Os índios da tribo Kariri-xocó (Nordeste-Brasil), nos falam sobre o tempo do homem branco e o tempo da natureza. Claramente percebemos que os índios não se distinguem da natureza, ao contrário, contemplam o meio ambiente ao fumo do Tabaco para a escuta e aos assobios trazem notícias de algo ainda incompreensível para a humanidade capitalista.
Na contramão do burgo ongeiro; esse que almeja por ser tutor de políticas públicas a benefício próprio, empresariando suas imagens numa atitude de envergada disputa pelo nicho dos recursos públicos; esse do é tempo de murici, cada um que cuide de si (tirei de um livro de História da 7º série do colegial, que não lembro mais o nome, porém me recordo da querida educadora negra que carinhosamente chamávamos de Conça), pensamos num tempo voltado para uma ética libertária e de benefício coletivo.
Observação: ainda não somos índios, mas resgatamos as heranças de nossos antepassados.
É verdade, viajamos muito naquela alta árvore, tanto que bateu onda e escrevi esse pequeno texto para vocês.
Abraços,
Herbert da Silva
Conheça o ISVA e contribua com ações para a sustentabilidade e liberdade.
Visite-nos em http://isva-institutosocioambientaldevaleria.blogspot.com/

Um comentário:

Anônimo disse...

Mikhail Bakunin:

"Poderá ser completa a emancipação das massas operárias enquanto recebam uma instrução inferior à dos burgueses ou enquanto haja, em geral, uma classe qualquer, numerosa ou não, mas que por nascimento tenha os privilégios de uma educação superior e mais completa?
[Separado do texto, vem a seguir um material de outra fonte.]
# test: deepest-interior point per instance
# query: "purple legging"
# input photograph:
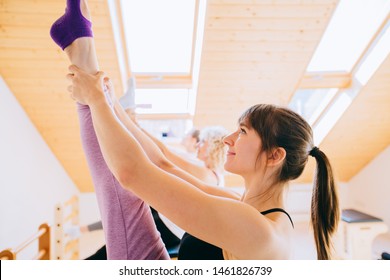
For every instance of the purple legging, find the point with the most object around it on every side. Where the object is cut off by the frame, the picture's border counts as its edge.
(128, 224)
Propor esta questão não é começar a resolvê-la. Não é evidente que entre dois homens dotados de uma inteligência natural mais ou menos igual, o que for mais instruído, cujo conhecimento se tenha ampliado pela ciência e que compreendendo melhor o encadeamento dos factos naturais e sociais, compreenderá com mais facilidade e mais amplamente o carácter do meio em que se encontra, que se sentirá mais livre, que será mais hábil e forte que o outro. Quem souber mais dominará naturalmente a quem menos sabe e não existindo em princípio entre duas classes sociais mais que esta só diferença de instrução e de educação, essa diferença produzirá em pouco tempo todas as demais e o mundo voltará a encontrar-se em sua situação actual, isto é, dividido numa massa de escravos e num pequeno número de dominadores, os primeiros trabalhando, como hoje em dia, para os segundos."